The secret to the success of BRICS is not what it is, but what it’s not
The group is the antidote to a declining hegemon pursuing its own interests without regard for problems that require system-level solutions
BRICS is on the move. It already expanded at the beginning of this year, while no fewer than 40 countries have expressed interest in joining. Russian Federation Council Chairwoman Valentina Matvienko recently claimed that 24 countries are in line to actually become members.
But successful blocs comprising such a diverse assortment of nations are exceedingly rare. What could possibly compel countries so culturally, geographically, and politically disparate to band together?
Here we can offer the standard line about how BRICS does not seek to corral members into line around a narrow set of interests. Nor does it impose ideological purity tests, or insist upon a certain political makeup. It respects sovereignty. It offers a vehicle for nations left on the margins of Western-controlled institutions to have a stronger voice. This is all true but it has been said many times.
Let’s instead go for a more provocative question: what is so attractive about a group that has very few actual accomplishments to its name? It is in fact this relative lack of achievement that many naysayers have latched on to in dismissing the whole enterprise.
To find a good example of this point of view, look no further than the man who coined the acronym in the first place, former Goldman Sachs analyst Jim O’Neill. Ahead of the group’s summit in South Africa last year, O’Neill told the Financial Times that BRICS had “never achieved anything since they first started meeting” and that beyond “powerful symbolism” he wasn’t sure what its members were even hoping to achieve.
And indeed, one will notice that the group’s muscle is often expressed merely in the raw economic or human potential of its members – such-and-such a percentage of global GDP, or population, or oil production, or the number of members (current members are Brazil, Russia, India, China, South Africa, the United Arab Emirates, Egypt, Iran, and Ethiopia). More seldom heard is what the group has actually done.
Of the concrete achievements of the bloc, perhaps the most notable is the founding of a development bank that aims to rival the World Bank. The New Development Bank (NDB) was begun in 2015 with its headquarters in Shanghai, and was seeded with $50 billion to fund infrastructure and sustainability projects. Around the same time, a BRICS monetary fund called the Contingent Reserve Arrangement (CRA) – an alternative to the IMF – was created. These are institutions born out of years of frustration at the failure to reform their US-dominated counterparts.

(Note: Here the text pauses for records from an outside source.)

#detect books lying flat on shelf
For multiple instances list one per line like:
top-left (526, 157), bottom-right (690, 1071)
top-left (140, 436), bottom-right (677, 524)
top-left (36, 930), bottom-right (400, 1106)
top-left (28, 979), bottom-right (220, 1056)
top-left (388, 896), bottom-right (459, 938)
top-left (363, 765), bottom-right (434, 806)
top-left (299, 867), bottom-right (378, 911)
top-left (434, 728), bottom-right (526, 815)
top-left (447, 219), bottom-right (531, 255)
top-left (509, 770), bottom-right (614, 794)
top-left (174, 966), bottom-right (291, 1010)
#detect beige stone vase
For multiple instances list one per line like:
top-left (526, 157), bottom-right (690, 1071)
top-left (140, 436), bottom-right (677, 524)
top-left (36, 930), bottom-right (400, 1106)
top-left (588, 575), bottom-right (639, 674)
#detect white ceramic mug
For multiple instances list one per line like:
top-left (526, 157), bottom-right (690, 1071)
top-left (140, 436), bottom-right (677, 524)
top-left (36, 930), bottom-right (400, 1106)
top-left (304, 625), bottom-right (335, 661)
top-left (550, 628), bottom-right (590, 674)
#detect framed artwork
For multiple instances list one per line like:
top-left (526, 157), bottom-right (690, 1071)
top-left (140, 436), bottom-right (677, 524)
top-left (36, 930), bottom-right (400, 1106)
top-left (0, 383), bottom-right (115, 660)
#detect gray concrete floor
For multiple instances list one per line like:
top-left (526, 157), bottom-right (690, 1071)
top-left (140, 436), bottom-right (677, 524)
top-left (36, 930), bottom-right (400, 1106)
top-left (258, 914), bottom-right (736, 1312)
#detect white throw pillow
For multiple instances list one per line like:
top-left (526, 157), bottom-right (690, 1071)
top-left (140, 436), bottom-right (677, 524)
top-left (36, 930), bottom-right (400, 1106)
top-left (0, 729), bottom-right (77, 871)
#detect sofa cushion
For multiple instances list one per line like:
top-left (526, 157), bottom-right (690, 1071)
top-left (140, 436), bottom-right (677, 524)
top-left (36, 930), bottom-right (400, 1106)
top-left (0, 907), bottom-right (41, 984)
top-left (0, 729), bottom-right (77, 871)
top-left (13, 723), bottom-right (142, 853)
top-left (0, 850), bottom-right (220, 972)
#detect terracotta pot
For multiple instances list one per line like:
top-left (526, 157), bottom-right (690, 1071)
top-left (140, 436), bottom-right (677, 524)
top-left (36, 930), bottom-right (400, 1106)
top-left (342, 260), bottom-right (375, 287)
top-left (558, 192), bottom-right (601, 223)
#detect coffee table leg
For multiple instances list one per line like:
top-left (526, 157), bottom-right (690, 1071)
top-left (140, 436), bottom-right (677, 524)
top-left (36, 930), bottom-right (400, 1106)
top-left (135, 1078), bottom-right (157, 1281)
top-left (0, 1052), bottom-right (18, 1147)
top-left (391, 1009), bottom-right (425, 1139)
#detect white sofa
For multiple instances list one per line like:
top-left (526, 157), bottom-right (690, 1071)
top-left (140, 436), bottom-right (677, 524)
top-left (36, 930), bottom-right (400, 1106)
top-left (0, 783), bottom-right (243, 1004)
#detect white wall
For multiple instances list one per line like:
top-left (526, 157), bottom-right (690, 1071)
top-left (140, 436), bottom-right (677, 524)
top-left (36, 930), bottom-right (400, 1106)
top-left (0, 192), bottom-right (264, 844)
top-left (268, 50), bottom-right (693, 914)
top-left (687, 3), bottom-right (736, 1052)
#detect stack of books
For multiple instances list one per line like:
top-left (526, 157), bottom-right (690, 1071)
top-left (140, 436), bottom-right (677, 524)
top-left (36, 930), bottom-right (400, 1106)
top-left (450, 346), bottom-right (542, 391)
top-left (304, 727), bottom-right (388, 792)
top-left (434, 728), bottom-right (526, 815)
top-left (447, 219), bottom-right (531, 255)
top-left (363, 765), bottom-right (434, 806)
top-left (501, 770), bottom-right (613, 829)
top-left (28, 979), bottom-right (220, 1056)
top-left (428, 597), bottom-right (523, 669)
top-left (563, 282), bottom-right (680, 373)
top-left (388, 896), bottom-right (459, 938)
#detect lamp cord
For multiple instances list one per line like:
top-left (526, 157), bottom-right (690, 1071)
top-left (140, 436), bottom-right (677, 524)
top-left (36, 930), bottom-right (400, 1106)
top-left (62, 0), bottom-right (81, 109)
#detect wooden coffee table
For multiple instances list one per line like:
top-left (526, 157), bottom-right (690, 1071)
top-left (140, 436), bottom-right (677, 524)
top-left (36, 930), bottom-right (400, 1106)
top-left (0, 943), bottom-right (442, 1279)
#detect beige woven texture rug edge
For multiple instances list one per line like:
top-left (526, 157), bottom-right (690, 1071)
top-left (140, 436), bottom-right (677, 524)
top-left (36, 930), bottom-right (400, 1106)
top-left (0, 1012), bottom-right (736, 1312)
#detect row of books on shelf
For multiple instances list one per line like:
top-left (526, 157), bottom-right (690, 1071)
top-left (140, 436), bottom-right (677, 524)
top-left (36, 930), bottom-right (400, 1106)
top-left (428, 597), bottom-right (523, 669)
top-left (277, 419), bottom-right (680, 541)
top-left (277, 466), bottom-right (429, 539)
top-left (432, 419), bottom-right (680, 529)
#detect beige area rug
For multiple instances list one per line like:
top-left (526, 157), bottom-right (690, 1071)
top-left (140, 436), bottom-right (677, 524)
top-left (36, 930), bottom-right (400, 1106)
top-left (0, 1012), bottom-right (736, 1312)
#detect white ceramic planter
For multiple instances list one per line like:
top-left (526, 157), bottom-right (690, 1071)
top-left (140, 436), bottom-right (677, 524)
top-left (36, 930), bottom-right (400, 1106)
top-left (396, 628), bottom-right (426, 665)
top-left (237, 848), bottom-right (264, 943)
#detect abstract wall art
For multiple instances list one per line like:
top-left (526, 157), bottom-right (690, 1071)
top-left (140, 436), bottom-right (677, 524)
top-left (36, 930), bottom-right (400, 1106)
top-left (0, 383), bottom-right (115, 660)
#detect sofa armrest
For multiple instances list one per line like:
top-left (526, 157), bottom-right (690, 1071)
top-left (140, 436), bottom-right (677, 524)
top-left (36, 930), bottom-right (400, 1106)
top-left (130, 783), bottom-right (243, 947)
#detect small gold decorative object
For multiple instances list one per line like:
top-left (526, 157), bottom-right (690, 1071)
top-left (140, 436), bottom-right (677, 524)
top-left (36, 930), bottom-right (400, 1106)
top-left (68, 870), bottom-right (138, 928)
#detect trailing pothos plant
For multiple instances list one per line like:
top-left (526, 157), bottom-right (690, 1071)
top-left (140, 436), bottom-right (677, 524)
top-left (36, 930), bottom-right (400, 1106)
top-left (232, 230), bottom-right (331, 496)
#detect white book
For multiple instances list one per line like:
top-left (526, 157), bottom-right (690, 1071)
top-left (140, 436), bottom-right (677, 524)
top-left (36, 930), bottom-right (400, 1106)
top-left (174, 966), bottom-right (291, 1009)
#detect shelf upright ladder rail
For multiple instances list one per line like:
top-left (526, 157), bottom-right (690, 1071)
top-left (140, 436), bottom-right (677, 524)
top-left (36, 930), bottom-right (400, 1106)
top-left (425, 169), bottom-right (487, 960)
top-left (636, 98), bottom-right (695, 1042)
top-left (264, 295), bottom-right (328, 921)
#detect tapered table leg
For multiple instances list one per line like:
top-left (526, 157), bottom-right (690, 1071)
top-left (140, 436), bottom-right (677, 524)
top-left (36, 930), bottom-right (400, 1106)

However, they have not entirely lived up to their hype. Brazilian economist Paulo Nogueira Batista, who represented his country at the IMF from 2007 to 2015 and then was vice-president of the NDB from 2015 to 2017, prepared a paper for the Valdai Club meeting in Sochi, Russia in 2023 in which he painted a sober picture of the impact these institutions have had.
“When we started out with the CRA and the NDB, there was considerable concern with what the BRICS were doing in this area in Washington, DC., in the IMF and World Bank. I can testify to that because I lived there at the time, as executive director for Brazil and other countries in the board of the IMF. As time went by, however, people in Washington relaxed, sensing perhaps that we were going nowhere with the CRA and the NDB.”
The NDB has approved only $33 billion worth of projects in its entire history; the World Bank committed $128 billion in 2023 alone. Of the projects approved by the BRICS lender, roughly two-thirds have been in dollars, according to an investor presentation cited by Reuters. Perhaps surprisingly to some who expect BRICS to offer an immediate and brazen challenge to the West, the NDB has even respected Western sanctions on Russia, putting new transactions with Moscow on hold. It is no wonder that in the halls of US-led institutions concern about this upstart rival has subsided.
The other realm in which BRICS has been expected to deliver something tangible is in launching its own currency. But here, unfortunately, a lot of loose talk has set up the group for disappointment. A wave of hype early last year, even in Western establishment outlets, touting a soon-to-be-created BRICS currency as having the potential to “shake the dollar’s dominance,” has given way to skepticism.